BAGHDAD, Iraq -- U.S. military leaders said yesterday that they expect the militant group al-Qaida in Iraq to "lash out" soon in response to the American troop buildup with "spectacular attacks" designed to aggravate sectarian tensions.
With military officials set to submit a preliminary progress report on Iraq to Congress in the coming days, Brig. Gen. Kevin Bergner said al-Qaida in Iraq, which U.S. officials believe is linked to Afghanistan-based al-Qaida, is the principal threat to U.S. and Iraqi security forces in Iraq.
He also labeled the group "the main accelerant in sectarian violence," despite its small size and what U.S. officials say is a mostly foreign membership.
The renewed focus on foreign al-Qaida operatives in Iraq comes a week after Bergner laid out U.S. contentions that Iran has tapped Hezbollah militants in Lebanon to train insurgents who are fighting U.S. troops in Iraq.
It could foreshadow efforts by military leaders to argue that the conflict in Iraq is fueled by foreign intervention, which they have reduced in areas such as western Anbar province, rather than homegrown militias and sectarian unrest.
The U.S. military has focused this summer on offensives to unseat al-Qaida in Iraq and affiliated groups from Baghdad and a surrounding belt of cities and to win over local Sunni Muslim groups. Bergner said U.S. troops also are staging operations in cities such as Mosul in the north and Ramadi in the west to prevent displaced al-Qaida in Iraq fighters from resurfacing.
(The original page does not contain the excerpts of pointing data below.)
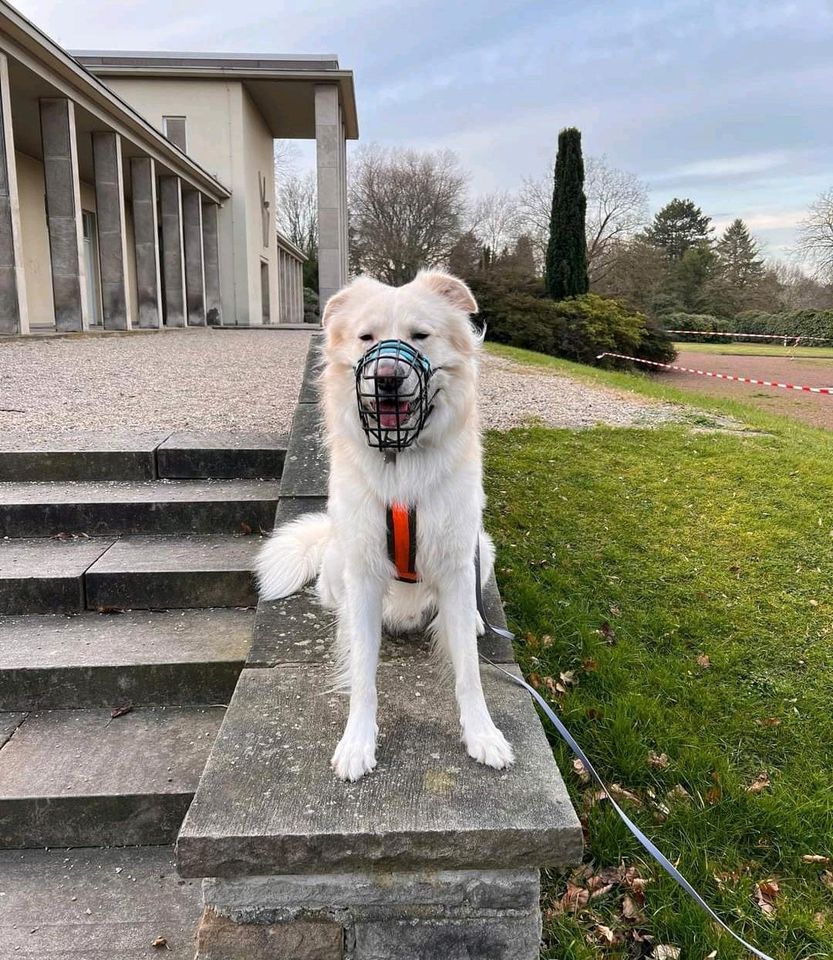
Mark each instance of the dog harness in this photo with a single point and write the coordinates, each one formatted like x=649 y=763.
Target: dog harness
x=401 y=523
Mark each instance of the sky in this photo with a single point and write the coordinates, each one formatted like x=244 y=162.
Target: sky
x=725 y=102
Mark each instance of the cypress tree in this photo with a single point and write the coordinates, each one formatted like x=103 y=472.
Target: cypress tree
x=566 y=273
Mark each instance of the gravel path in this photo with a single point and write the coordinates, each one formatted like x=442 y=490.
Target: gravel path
x=244 y=380
x=513 y=393
x=178 y=379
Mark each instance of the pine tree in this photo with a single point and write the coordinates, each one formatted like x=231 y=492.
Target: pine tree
x=679 y=226
x=566 y=268
x=740 y=262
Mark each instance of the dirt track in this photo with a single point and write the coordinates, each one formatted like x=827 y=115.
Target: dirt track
x=815 y=409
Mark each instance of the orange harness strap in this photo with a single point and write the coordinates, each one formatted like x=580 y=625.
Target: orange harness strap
x=401 y=522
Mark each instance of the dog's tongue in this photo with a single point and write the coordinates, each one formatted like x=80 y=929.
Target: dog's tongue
x=392 y=413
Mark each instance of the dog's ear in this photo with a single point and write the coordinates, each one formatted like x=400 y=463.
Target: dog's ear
x=450 y=288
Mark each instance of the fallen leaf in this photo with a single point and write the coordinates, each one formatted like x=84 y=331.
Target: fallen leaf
x=766 y=894
x=665 y=952
x=760 y=783
x=630 y=910
x=620 y=793
x=605 y=934
x=581 y=771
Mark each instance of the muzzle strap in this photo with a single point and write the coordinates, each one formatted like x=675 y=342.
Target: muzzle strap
x=401 y=524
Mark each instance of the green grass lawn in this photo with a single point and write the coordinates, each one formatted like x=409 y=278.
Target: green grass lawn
x=758 y=350
x=683 y=581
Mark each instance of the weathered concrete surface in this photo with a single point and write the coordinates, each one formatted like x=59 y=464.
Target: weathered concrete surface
x=95 y=660
x=312 y=371
x=375 y=895
x=269 y=802
x=185 y=456
x=183 y=571
x=112 y=232
x=305 y=470
x=82 y=778
x=95 y=905
x=501 y=938
x=63 y=213
x=87 y=455
x=45 y=576
x=146 y=241
x=115 y=507
x=222 y=939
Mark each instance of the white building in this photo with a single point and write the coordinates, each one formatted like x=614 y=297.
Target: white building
x=138 y=189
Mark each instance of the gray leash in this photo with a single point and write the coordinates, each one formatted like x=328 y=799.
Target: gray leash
x=567 y=737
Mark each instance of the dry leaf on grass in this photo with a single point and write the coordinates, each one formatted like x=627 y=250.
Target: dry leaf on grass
x=760 y=783
x=664 y=951
x=581 y=771
x=766 y=893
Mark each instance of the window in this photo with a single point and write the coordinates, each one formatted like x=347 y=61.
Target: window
x=174 y=130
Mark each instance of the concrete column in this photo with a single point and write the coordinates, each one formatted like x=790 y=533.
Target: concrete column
x=194 y=264
x=211 y=261
x=63 y=214
x=173 y=257
x=13 y=313
x=332 y=190
x=146 y=241
x=112 y=235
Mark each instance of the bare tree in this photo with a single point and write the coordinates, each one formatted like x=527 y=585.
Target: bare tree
x=495 y=219
x=298 y=212
x=617 y=206
x=406 y=209
x=815 y=236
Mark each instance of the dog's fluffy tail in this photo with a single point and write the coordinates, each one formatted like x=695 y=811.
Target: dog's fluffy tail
x=292 y=556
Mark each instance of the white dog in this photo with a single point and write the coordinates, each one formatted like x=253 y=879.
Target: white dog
x=438 y=475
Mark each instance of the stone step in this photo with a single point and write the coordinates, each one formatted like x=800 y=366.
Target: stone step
x=97 y=455
x=85 y=455
x=268 y=802
x=221 y=455
x=83 y=778
x=46 y=576
x=165 y=572
x=96 y=905
x=95 y=660
x=101 y=508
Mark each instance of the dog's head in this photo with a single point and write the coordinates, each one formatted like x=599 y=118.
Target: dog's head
x=430 y=314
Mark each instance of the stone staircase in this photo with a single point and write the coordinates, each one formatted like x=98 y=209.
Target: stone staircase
x=126 y=616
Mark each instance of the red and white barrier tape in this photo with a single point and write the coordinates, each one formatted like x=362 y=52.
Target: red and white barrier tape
x=827 y=391
x=756 y=336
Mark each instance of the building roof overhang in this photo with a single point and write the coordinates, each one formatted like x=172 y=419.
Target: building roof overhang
x=281 y=85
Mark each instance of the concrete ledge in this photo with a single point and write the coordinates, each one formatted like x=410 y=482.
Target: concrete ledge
x=268 y=801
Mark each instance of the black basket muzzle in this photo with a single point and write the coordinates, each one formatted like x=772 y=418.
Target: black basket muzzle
x=392 y=391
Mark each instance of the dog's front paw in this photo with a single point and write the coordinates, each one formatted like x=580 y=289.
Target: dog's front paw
x=354 y=757
x=490 y=747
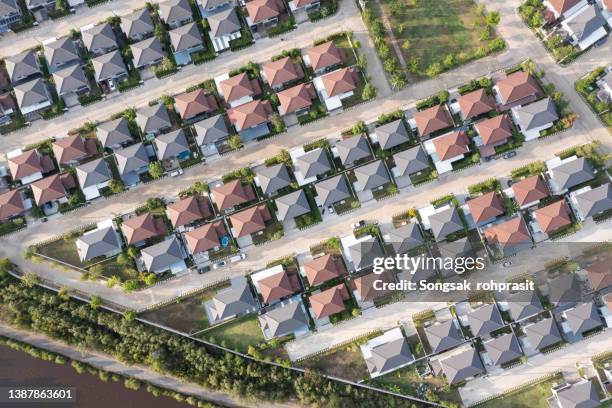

At an afternoon news conference in Baghdad's fortified Green Zone, Bergner said U.S. forces are better able to attack al-Qaida in Iraq because of the additional 28,500 troops ordered into the country this year by President Bush, new alliances with Sunni groups opposing al-Qaida in Iraq such as the Diyala Support Council, and increased support from Iraqi citizens.
Bergner said 60 to 80 foreign fighters arrive in Iraq each month, the vast majority through Syria, and they are enlisted by al-Qaida in Iraq for 80 percent to 90 percent of suicide bombings in Iraq.
Meanwhile, a key Iraqi minister responsible for drafting the latest version of the country's new oil law, seen by U.S. officials as a key benchmark for political progress here, said the new measure is too vague and will allow leaders in oil-rich areas, particularly the Kurdish north, to sign contracts with international oil companies without the national government's approval.
"This will be a disaster for the country," said Planning Minister Ali Baaban, a member of the main Sunni political bloc.
But Sami Askari, a Shiite member of Prime Minister Nouri al-Maliki's political bloc, said the law will still require contracts to go before a central government council made up of members from various regions.
"Any contract which does not pass through this process will be void," Askari said, dismissing the planning minister's dire predictions.
Molly Hennessy-Fiske writes for the Los Angeles Times.